We've previously discussed Intel's own 3D tech
; TSMC's is presumably based on similar concepts.The CPU's competitive performance is surprisingly unclear. While the Cortex-A9 is a proven design, Apple's A6 will be one of the first 28nm chips on the market. That means it'll serve as a test case for TSMC's introduction of both 28nm gate-last technology and 3D chip stacking. Meanwhile this is TSMC's first experience with Apple parts; the A4 and A5 have both historically been manufactured by Samsung.
Image Source: ARM Corp.
The final piece of the puzzle is the Cortex-A15, which is expected to debut at the same time. Qualcomm's MSM8960 will offer dual-core Eagle processors at 1.5-1.7GHz, paired with the company's Adreno 225 GPU and dual-channel LPDDR2 at 500MHz. Given the performance improvements baked into Eagle's silicon, a dual-core Cortex-A15 could prove to be surprisingly robust competition for a slower quad-core Cortex-A9. Power consumption will depend heavily on how well-tuned TSMC's 28nm process technology is at that point.
The Linley group notes that "if Apple launches the iPad 3 in January 2012, following its usual schedule, the tablet will have to use the same A5 processor as the current iPad 2, relying on the rumored new high-resolution “Retina” display to drive the upgrade cycle. Apple could then deliver a midyear iPad upgrade, which would be unusual for the company, or it could plug the A6 into next year’s iPhone first and then into the iPad in early 2013."

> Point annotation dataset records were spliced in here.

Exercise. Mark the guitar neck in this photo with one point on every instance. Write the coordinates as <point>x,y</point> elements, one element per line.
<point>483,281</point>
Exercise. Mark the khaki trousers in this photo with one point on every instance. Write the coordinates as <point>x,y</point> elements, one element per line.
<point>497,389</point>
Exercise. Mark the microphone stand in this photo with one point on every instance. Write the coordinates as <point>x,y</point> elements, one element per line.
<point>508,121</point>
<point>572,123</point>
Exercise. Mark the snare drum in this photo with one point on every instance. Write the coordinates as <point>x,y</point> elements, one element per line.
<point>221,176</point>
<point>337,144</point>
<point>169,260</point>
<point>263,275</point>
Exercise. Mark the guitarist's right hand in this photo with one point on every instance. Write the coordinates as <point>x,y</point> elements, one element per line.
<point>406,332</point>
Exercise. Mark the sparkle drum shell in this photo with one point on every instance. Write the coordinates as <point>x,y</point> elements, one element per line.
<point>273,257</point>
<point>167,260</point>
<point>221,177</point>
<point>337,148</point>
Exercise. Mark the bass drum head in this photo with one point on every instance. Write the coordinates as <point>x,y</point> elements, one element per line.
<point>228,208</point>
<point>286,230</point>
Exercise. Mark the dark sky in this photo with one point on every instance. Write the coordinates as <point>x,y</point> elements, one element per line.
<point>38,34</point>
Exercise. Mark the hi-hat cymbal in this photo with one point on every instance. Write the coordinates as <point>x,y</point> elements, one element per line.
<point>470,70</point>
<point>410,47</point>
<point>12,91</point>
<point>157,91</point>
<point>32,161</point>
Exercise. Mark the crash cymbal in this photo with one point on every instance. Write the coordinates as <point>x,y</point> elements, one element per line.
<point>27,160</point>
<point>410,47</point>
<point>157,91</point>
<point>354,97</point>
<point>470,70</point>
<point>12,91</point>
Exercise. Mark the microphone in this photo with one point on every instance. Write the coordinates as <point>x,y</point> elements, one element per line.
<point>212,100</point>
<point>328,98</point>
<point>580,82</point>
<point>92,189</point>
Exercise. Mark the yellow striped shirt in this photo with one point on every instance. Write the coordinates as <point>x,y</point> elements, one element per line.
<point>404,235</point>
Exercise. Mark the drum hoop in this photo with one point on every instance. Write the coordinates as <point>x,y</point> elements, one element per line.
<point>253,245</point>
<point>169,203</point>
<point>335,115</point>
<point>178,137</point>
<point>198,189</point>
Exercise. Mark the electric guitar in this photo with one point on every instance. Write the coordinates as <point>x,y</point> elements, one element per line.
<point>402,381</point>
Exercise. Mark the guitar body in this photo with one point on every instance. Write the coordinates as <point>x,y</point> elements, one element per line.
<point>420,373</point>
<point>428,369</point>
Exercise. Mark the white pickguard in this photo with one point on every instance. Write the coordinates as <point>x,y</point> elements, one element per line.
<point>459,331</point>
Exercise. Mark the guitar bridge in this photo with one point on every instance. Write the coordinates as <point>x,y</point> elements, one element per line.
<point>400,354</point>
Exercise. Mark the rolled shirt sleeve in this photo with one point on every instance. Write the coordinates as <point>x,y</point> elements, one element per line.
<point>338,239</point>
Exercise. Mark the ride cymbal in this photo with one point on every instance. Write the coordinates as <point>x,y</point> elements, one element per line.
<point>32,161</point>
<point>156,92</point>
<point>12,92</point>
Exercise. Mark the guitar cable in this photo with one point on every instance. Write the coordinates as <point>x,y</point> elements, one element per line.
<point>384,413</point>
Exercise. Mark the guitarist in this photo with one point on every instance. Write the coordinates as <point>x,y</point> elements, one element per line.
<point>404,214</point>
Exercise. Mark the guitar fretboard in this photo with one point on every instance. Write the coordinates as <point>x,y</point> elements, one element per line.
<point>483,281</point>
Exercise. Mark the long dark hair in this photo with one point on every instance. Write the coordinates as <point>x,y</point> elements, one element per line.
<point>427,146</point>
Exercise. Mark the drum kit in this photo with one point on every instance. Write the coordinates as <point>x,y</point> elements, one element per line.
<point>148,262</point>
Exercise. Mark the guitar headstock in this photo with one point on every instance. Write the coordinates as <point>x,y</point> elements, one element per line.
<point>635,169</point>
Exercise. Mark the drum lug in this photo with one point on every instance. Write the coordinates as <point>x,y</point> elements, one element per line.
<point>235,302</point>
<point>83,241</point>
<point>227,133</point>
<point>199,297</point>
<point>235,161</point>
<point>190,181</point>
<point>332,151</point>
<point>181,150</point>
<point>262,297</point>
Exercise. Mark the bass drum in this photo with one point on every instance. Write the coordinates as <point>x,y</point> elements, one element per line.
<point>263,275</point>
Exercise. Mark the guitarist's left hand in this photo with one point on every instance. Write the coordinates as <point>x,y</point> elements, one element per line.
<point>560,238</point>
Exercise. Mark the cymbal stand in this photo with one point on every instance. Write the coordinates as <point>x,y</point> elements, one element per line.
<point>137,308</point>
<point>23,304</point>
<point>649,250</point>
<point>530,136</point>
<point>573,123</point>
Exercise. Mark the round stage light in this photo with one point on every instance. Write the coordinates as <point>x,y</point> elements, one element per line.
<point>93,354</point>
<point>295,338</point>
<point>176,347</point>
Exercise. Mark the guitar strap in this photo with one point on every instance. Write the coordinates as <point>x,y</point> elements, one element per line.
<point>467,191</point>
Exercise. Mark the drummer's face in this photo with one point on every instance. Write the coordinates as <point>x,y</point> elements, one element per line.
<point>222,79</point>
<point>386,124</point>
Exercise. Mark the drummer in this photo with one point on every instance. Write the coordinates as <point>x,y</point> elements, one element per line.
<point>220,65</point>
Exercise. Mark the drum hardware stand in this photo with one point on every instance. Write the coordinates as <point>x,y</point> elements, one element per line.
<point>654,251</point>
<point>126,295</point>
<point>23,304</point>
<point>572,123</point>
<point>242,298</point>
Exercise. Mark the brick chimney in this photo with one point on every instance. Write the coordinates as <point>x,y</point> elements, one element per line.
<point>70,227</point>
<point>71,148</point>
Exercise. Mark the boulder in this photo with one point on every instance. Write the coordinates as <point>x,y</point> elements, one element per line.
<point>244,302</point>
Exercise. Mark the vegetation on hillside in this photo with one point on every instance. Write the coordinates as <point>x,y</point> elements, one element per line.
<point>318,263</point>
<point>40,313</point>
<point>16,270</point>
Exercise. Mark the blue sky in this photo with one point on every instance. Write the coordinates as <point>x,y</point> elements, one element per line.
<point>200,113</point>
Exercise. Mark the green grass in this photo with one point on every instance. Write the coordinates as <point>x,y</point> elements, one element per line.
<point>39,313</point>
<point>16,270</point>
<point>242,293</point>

We agree with Linley's assessment that a mid-year upgrade would be unusual and suspect that the A6 is more a test vehicle than anything else. Apple's plans for the iPad/iPhone through 2012 are likely designed to give the company flexibility in the event that the A6 doesn't appear on time or deliver as promised. Given TSMC's substantial 40nm difficulties and the inherent challenge of adopting multiple new technologies, treating the A6 as a side bet would be the safest path. Apple's product introductions are typically built around experiences, whether that means a major software upgrade or better battery life courtesy of a lower-power CPU. Given the iPhad's dominant market position, Apple can afford to wait, tune its technology, and release an update when it makes the most sense to do so.